Oh Marie, she's so funny looking. Alive though, thanks to you and I think her life must have some great purpose. She must feel so much better than she did.


----------



## Pidgey (May 20, 2005)

Well, she's got to learn NOT to peck. She needs to learn to put her mouth down onto the surface of a deep pile of seeds and either try to scoop them in or push her beak down in and do it that way. Pecking isn't an option. You might try holding her head down onto the seed pile so that she can learn to scoop. It's going to take a lot of work.

Pidgey


----------



## pdpbison (Mar 15, 2005)

Hi Rocky,


Yes...a 'deep' yet somewhat narrow diameter Seed 'glass' would be good for her to learn doing this.


My Beak-less one years ago learned to gently 'gobble' instead of pecking, or to sort of 'peck' but more a picking up with her mouth...and for her a fairly deep Seed thing sitting higher, was helpful for her to get her mouth around them...

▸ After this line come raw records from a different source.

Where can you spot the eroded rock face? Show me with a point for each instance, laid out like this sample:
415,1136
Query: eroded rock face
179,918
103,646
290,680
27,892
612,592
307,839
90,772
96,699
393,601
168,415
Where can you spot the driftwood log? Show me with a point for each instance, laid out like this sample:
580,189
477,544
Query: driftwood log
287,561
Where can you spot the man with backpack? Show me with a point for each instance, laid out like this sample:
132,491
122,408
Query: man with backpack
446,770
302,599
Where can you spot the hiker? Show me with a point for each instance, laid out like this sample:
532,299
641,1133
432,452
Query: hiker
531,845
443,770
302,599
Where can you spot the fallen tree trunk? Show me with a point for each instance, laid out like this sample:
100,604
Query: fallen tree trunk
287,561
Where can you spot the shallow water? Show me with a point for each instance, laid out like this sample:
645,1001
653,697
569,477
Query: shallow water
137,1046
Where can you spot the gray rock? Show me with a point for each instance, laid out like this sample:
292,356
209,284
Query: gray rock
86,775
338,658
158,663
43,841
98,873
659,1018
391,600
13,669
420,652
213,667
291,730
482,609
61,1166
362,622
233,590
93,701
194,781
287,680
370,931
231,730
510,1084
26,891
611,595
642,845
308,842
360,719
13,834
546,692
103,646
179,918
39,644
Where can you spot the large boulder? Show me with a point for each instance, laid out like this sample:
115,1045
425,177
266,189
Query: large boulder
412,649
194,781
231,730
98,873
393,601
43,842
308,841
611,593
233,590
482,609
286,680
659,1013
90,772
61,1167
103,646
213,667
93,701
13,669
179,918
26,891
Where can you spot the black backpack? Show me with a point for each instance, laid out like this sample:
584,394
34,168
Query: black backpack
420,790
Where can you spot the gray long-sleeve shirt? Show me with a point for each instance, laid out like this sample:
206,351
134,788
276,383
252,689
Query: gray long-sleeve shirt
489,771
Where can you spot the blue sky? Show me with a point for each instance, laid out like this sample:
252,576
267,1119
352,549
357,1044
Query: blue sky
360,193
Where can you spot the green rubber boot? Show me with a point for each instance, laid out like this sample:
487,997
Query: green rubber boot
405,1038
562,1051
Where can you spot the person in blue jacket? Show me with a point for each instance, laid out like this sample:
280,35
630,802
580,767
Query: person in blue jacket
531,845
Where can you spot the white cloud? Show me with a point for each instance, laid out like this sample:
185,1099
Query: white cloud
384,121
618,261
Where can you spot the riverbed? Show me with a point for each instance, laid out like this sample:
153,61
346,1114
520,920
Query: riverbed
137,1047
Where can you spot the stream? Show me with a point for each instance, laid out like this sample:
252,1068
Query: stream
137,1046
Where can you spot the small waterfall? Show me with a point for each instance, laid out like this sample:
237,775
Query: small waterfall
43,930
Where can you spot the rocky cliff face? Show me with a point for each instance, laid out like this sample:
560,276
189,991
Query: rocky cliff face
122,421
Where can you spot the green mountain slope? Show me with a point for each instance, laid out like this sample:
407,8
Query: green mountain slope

The Seed Bowl should be higher than usual to help make up for the difference.

You could try guiding her Beak-mouth deeply into small Glass filled full with Seeds, and seeing if she will open and close her mouth to get them...this would be a good intermediary phase for her learning to do so on her own.


Good luck..!



Phil
Las Vegas


----------



## feralpigeon (Feb 14, 2005)

Ella looks great, Marie, and you've done a great job with her. The yeast infection is all resolved I take it? In terms of other things to watch for, if
she's still on formula and getting her fluids that way, when being weaned
from the formula it would be important to know that she is drinking/taking
in enough fluids w/out problems.

It's just gonna take some time and patience and Ella will get it sooner
or later. She seems pretty motivated and also enjoys her time w/you,
so I imagine she will respond well to your coaxing.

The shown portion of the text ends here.